Ce 20 août, Films sans Frontières ressort dans une version restaurée ce film du réalisateur japonais, connu pour ses nombreux mélodrames où le rôle de la femme est exploré dans toute sa splendeur.

L’histoire est simple. Mohei, employé préféré du grand imprimeur du Palais Impérial, utilise frauduleusement le sceau de son patron pour obtenir de l’argent, destinée à Osan, la femme du grand imprimeur, qu’il aime secrètement.

Seulement sa faute est découverte, et dans un concours de circonstances, Osan et lui, surpris ensemble, se doivent de fuir pour survivre.

L’intérêt du film est de montrer la fuite de deux êtres appartenants à une classe sociale bien différente, qui fuient ensemble, finissant par se comprendre, s’aimer, puis par mourir sur un seuil d’égalité.
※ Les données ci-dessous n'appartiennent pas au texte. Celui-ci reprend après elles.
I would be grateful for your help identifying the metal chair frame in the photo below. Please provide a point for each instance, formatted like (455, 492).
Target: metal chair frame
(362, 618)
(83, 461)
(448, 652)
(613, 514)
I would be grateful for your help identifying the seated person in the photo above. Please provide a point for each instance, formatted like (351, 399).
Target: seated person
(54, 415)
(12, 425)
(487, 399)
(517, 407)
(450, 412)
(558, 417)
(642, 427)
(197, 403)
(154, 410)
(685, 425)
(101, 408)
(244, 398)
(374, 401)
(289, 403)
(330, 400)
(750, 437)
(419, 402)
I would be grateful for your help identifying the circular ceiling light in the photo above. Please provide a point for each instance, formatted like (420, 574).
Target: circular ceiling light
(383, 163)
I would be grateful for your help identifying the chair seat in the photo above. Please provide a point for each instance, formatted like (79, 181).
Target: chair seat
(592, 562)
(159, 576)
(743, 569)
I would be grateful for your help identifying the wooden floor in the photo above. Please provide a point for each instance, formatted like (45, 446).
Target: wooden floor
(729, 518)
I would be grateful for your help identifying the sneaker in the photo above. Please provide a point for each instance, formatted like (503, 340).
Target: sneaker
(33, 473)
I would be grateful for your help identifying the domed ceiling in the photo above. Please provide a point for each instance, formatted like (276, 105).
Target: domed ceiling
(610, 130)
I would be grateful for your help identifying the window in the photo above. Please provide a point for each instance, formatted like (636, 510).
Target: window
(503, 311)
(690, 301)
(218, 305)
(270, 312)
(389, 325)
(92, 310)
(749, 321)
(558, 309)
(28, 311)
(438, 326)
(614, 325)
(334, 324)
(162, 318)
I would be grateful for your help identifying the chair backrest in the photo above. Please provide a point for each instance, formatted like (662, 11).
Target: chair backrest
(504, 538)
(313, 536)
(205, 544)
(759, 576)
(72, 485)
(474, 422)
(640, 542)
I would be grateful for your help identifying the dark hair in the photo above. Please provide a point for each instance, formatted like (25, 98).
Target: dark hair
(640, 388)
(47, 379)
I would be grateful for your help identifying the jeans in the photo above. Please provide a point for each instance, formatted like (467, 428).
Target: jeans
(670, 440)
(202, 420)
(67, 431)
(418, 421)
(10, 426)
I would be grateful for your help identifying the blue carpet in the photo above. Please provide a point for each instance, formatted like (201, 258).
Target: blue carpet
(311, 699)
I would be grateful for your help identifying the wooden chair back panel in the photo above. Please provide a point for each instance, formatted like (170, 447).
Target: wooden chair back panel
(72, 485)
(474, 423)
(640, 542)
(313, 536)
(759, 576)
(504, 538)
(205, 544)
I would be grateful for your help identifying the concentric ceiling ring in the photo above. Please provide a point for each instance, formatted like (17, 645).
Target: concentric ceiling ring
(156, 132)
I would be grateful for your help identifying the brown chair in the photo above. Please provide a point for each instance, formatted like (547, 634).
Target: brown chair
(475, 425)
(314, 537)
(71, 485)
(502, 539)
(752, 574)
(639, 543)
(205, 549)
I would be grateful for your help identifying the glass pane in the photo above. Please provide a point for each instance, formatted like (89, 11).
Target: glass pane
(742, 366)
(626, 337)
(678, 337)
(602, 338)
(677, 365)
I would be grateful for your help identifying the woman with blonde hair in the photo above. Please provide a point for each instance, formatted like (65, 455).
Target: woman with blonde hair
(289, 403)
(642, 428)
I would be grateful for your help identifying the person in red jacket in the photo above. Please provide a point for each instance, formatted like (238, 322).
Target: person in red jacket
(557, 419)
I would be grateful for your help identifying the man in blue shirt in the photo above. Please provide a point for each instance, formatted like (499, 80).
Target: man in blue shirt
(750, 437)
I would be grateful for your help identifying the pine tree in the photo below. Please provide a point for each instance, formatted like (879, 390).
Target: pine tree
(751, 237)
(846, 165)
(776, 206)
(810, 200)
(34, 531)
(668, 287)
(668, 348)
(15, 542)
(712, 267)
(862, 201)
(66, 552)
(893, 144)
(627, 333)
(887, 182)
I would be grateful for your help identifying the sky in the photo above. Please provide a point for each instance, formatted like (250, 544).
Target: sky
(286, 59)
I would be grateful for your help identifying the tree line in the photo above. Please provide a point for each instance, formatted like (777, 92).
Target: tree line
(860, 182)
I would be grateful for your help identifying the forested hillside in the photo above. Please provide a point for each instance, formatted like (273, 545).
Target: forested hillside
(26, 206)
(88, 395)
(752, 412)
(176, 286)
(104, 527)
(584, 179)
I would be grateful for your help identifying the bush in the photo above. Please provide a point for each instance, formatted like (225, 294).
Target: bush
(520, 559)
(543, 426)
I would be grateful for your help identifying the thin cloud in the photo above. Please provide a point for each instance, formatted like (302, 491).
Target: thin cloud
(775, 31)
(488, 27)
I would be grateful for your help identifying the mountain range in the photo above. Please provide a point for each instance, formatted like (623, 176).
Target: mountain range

La scène finale, des deux amants attachés, prêts à être crucifiés, évoque plutôt l’officialisation de leur amour. Leur mort n’est autre que leur mariage. Malgré ce que l’on pourrait y voir au premier abord, le film de Mizoguchi est loin de se clore tragiquement. On peut facilement se dire que leur amour interdit les conduit au trépas, alors qu’en vérité, ils ont besoin de la mort pour se réunir.

les amants crucifies la mort comme union eternelle 1 Placard : Les Amants crucifiés, la mort comme union éternelle

Ce « mariage » est donc bien entendu leur union, mais aussi l’acte mettant à défaut le système féodale japonais du 18ème siècle. Car au-delà de l’amour entre ces deux êtres, c’est bien un drame social qui se joue dans cette oeuvre de 1954.

Ce même drame social se répétera inlassablement (ou presque…) à travers les époques et les films, racontant depuis Shakespeare, de nombreuses histoires d’amour impossibles, qui d’un côté se termineront par la séparation définitive des amants interdits, et d’un autre par leur union jusqu’à la mort. Kenji Mizoguchi, quant à lui,  fait de la mort le serment d’éternité qui lie Mohei à Osan.